Women who know they are commodities in the power game that males carry out without excluding means (to reach their goal a female body granted or denied can be a valid means as much as and more than the dagger or poison), but they do not behave by victims. On the contrary, with wise foresight they evaluate the moves to be made, the attitudes to adopt, the words to say, the silences not to be violated. Because, if the world is based on ambition that is never satisfied, on incurable hatred, on the desire for revenge, then the woman must learn to ride them, to manage them, to orient them, so as not to be overwhelmed by them and, indeed, if possible, to be able to take advantage of it.

Yes, Giulia, a woman between two popes, the new book by Silvia Lorusso who in revisiting the past had already successfully ventured into The Secret of Mirta, not a feel-good novel, does not try to disguise evil under reassuring masks, it does not fears to traumatize the reader. And indeed: reading it, one finds oneself shaken, perplexed, bewildered. But at the same time involved. And fascinated. And, ultimately, even if this statement may appear to be in contrast with what has been said so far, it is stimulated to even a cautious optimism. Because the narrative makes it clear how the world we live in today, despite all its shortcomings and distortions, its compromises and cynicisms, is in any case infinitely better than Rodrigo Borgia’s Rome in which the story unfolds. Because today injustice and violence exist, that’s all, but at least we hope and try to reduce or contain them. Then no: then they were felt, accepted and practiced as inevitable, obvious entities with which to live with the way in which one lives with the summer heat and the cold of winter. So perhaps we can say to ourselves: well, all in all we have moved on a little, let’s try not to lose even the “narrow” ethical awareness we have reached!
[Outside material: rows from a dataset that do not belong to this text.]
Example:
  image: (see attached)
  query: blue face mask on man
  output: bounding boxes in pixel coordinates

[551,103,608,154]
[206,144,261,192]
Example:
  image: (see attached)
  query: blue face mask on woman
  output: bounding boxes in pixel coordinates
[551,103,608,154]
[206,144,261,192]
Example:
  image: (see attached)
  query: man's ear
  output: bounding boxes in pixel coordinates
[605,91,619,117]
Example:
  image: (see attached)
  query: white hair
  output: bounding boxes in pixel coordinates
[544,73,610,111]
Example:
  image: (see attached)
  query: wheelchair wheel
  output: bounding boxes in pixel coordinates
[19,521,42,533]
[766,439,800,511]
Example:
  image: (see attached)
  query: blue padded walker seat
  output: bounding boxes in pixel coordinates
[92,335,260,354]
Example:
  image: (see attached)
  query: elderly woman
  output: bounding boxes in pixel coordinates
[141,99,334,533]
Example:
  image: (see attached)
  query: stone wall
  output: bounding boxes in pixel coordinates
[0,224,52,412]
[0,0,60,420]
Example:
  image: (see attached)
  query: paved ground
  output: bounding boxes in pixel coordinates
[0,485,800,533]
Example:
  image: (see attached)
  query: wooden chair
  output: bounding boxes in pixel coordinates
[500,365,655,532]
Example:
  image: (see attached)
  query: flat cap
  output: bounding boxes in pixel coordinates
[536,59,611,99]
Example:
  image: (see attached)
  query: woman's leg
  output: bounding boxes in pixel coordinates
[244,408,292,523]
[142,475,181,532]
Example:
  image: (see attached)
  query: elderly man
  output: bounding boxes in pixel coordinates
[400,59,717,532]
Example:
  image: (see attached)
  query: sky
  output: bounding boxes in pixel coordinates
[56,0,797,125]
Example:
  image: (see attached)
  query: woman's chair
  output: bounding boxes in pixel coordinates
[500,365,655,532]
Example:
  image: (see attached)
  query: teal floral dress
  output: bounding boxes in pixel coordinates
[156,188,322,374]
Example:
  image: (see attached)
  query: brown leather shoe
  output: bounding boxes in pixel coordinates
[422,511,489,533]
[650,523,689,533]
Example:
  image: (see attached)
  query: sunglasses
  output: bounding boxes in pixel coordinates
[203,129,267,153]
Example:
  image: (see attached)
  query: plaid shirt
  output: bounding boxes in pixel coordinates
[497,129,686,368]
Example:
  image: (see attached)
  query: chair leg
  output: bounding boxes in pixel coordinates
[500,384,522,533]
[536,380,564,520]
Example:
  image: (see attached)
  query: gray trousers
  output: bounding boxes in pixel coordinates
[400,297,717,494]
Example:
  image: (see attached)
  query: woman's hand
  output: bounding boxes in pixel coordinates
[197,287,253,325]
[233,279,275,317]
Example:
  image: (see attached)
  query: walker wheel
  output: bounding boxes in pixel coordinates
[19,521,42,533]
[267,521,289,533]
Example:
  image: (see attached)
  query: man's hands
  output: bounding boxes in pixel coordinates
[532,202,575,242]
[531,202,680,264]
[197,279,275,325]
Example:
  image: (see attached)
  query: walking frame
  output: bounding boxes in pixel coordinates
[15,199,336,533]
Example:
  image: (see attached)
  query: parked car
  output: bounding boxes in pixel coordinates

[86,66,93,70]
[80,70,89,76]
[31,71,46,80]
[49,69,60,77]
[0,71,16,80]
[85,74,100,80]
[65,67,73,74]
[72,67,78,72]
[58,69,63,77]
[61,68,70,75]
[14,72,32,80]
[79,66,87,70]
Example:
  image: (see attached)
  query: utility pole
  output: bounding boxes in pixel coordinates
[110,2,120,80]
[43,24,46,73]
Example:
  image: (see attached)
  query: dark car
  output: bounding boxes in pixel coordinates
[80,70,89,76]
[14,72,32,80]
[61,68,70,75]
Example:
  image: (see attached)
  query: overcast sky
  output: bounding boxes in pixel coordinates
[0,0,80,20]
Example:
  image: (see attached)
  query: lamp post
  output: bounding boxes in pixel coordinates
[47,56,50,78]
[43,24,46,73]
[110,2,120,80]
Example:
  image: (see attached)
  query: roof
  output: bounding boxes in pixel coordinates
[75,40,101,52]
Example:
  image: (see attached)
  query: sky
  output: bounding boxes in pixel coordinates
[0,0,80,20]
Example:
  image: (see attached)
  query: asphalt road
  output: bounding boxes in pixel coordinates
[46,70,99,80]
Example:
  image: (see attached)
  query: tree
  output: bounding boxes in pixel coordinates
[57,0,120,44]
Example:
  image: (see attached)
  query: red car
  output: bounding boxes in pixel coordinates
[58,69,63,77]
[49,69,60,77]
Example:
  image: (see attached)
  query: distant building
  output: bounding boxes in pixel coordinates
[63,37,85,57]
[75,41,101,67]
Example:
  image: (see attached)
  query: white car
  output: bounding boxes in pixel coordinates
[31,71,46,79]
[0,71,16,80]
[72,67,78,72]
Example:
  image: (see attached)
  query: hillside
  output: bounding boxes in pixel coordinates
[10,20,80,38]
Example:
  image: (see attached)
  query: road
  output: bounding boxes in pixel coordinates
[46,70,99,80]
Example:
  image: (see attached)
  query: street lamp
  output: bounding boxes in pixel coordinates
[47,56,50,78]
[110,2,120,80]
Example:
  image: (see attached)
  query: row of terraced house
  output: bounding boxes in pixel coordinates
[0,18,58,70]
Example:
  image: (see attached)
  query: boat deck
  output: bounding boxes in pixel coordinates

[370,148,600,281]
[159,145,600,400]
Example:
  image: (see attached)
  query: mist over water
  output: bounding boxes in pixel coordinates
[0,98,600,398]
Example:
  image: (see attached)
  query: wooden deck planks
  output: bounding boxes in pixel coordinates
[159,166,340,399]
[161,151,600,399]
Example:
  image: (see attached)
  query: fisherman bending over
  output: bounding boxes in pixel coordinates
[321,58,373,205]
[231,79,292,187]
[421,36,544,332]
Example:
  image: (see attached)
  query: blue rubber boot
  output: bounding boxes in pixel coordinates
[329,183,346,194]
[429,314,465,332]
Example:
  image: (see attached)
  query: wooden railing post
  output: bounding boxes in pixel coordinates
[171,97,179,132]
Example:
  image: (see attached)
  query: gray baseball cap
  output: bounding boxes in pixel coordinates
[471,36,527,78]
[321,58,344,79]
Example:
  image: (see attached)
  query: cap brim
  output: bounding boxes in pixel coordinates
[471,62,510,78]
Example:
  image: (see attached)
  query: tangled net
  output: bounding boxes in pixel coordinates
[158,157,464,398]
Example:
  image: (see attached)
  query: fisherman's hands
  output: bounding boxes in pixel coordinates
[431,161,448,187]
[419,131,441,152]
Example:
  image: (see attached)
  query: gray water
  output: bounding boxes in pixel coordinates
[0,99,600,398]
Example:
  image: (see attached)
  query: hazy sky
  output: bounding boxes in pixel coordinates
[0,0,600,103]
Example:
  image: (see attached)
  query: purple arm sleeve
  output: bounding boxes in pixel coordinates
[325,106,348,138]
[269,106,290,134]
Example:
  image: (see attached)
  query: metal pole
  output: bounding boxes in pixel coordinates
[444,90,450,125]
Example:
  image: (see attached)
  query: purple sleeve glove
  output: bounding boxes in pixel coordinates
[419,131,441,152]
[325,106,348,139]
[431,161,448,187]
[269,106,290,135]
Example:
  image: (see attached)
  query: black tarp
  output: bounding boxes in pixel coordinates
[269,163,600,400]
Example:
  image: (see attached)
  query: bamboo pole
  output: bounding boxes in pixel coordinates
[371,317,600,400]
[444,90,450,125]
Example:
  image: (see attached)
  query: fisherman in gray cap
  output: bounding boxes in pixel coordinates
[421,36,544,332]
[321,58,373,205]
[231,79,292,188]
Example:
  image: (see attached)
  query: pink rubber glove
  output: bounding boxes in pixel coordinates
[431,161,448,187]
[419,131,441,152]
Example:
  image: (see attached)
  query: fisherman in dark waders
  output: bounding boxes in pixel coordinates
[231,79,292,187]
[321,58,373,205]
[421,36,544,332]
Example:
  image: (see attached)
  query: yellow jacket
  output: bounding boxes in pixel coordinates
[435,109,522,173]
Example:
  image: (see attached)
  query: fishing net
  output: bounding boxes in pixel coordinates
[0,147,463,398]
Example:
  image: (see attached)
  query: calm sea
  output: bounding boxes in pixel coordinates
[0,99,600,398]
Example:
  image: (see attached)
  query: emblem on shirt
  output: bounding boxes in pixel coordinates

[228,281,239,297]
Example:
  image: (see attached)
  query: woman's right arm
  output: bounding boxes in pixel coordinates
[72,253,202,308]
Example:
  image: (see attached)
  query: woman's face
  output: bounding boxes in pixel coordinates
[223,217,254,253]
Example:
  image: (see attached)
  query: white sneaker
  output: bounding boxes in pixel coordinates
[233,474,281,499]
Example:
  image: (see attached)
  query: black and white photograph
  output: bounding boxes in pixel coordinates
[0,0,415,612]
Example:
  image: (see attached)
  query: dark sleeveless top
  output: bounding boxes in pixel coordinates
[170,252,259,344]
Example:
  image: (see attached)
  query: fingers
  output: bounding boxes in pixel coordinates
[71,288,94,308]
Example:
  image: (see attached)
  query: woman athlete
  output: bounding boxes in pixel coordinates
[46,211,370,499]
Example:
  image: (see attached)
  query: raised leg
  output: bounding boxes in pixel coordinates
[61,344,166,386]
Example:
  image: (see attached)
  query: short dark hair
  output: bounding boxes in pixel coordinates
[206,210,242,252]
And the other evidence that is drawn from the narrative also seems to me to be a good omen: it is that, as the back cover states, women “have made history much more than you think”. In fact, here with their reasoned (and often suffered) condescension and reluctance both the protagonist, Giulia Farnese called “the beautiful,” who at the age of fifteen her brother Alessandro to accelerate his rise to success, offers the pontiff as concubine, both Lucrezia Borgia, of the pontiff’s daughter, she too beautiful and used by father and brother in function of precise choices of field to be implemented, both the other female figures (Vannozza Cattanei and Sancia D’Aragona) contribute decisively to the turns and reversals of direction of papal politics (as well as Neapolitan and Milanese).


But, if you read the book straight away, also for the descriptions it knows how to pour out to the reader, dazzling him with the sparkle of the gems and making him feel in an almost tangible way the voluptuous caress of the silks, the soft languor of the velvets in which the characters are cloaked. , the concrete physicality of the sumptuous furnishings, of the inlaid marbles, of the tapestries. And then for its theatrical value: because the dialogues between the characters, especially those between Giulia and her brother Alessandro, have an energy and a rhythm that makes them similar to the dialogues with which the actors face each other in the limelight. And with theatrical timing their entrances and exits, their gestures and their shots, of enthusiasm or, more often, of indignation are also cadenced. In short, a book ready to turn into a show.